Backup and Recovery¶
Atlas recovery planning should focus on the durable serving store and the ability to reconstruct runtime state safely.
flowchart TD
Loss[Failure or loss event] --> Durable[Identify durable assets]
Durable --> Store[Serving store and datasets]
Durable --> Release[Release metadata and provenance]
Durable --> Evidence[Evidence and manifests]
Store --> Restore[Restore or reconstruct]
Release --> Restore
Evidence --> Restore
Restore --> Verify[Verify correctness and readiness]
Verify --> Resume[Resume service safely]This page is about recoverability as an operational claim, not a comforting idea. Atlas is only recoverable when operators can restore the durable serving surface, prove the restored release identity, and show the service is ready to serve the right data again.
Recovery Priority¶
flowchart TD
Recover[Recovery planning] --> Store[Serving store]
Recover --> Catalog[Catalog state]
Recover --> Runtime[Runtime config]
Recover --> Cache[Cache state if useful]This recovery-priority diagram keeps the durable pieces at the center. Atlas recovery should start from serving store state, catalog state, and runtime configuration before anyone worries about cache warmth.
What Matters Most¶
- published manifests and SQLite artifacts
- catalog state that exposes those published datasets
- the runtime configuration needed to serve them correctly
Recovery Model¶
flowchart LR
Backup[Backed up store and config] --> Restore[Restore store root and config]
Restore --> Validate[Validate discoverability and readiness]
Validate --> Serve[Resume service]This recovery model emphasizes validation after restore. A restored file tree is not yet a recovered service until discoverability and readiness checks say so.
Practical Advice¶
- back up the serving store, not only a build root
- treat catalog integrity as part of recoverability
- keep recovery procedures separate from cache rewarming procedures
- verify readiness after restore rather than assuming successful file copy equals successful service recovery
What Recovery Is Not¶
Recovery is not “copy whatever is in the cache and hope for the best.” Cache loss may hurt performance, but store loss is what threatens durable serving ability.

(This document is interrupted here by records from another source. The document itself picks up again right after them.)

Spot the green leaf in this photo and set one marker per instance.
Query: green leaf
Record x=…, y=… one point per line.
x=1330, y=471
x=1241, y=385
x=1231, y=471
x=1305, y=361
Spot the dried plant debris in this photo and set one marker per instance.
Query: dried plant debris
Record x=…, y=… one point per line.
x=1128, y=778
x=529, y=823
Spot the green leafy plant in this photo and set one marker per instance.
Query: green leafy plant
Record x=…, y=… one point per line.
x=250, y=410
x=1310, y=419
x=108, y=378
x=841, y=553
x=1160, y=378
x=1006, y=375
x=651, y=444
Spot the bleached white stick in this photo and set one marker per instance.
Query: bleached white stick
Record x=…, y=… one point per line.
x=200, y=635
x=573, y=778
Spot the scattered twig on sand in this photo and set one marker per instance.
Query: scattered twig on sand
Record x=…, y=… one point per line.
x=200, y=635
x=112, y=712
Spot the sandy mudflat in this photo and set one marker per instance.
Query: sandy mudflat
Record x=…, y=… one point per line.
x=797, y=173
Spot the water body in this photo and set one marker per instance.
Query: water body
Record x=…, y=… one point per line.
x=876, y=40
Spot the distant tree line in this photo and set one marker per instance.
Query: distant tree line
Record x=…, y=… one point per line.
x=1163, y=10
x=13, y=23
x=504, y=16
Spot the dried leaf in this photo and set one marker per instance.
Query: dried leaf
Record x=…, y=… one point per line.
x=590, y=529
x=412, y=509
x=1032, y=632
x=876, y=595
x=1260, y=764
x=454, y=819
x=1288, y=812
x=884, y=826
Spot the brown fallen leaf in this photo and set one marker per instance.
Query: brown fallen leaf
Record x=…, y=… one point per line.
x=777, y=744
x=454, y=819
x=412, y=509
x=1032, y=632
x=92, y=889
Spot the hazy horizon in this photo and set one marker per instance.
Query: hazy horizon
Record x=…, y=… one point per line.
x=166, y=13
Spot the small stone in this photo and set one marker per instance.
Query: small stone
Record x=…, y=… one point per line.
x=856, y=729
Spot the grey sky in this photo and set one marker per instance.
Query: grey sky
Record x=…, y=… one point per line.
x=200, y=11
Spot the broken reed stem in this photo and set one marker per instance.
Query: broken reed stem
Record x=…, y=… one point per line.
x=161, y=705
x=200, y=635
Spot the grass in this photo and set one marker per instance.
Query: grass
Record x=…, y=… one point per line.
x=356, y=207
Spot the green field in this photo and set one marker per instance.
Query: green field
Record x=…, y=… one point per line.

Recovery Questions to Answer Before an Incident¶
- where is the authoritative backup of the serving store?
- how is catalog integrity preserved or rebuilt?
- what checks prove the recovered instance is ready to serve again?
Purpose¶
This page explains the Atlas material for backup and recovery and points readers to the canonical checked-in workflow or boundary for this topic.
Source of Truth¶
ops/release/evidence/manifest.jsonops/release/packet/packet.jsonops/release/provenance.jsonops/datasets/rollback-policy.json
What Must Be Restorable¶
To claim Atlas is recoverable, operators must be able to restore or reconstruct:
- the serving dataset and manifest surface
- the release metadata that proves what version is being restored
- the evidence and provenance that let another operator trust the restored state
- the runtime configuration needed to make the service discoverable and ready
Durable Versus Reconstructable¶
- durable and worth backing up directly: dataset manifests, release manifests, evidence identity, provenance, and package references
- reconstructable but still review-relevant: generated summaries, dashboard snapshots, and some validation outputs if the source evidence survives
- disposable: caches and other acceleration surfaces that do not define durable serving truth
Recovery Drill Success Criteria¶
A recovery drill is successful only when it proves:
- the restored service exposes the expected release identity
- the dataset surface is discoverable and governed by the expected rollback policy
- readiness and key query paths pass after restore
- the recovered state can be explained from release evidence, not guesswork
Stability¶
This page is part of the canonical Atlas docs spine. Keep it aligned with the current repository behavior and adjacent contract pages.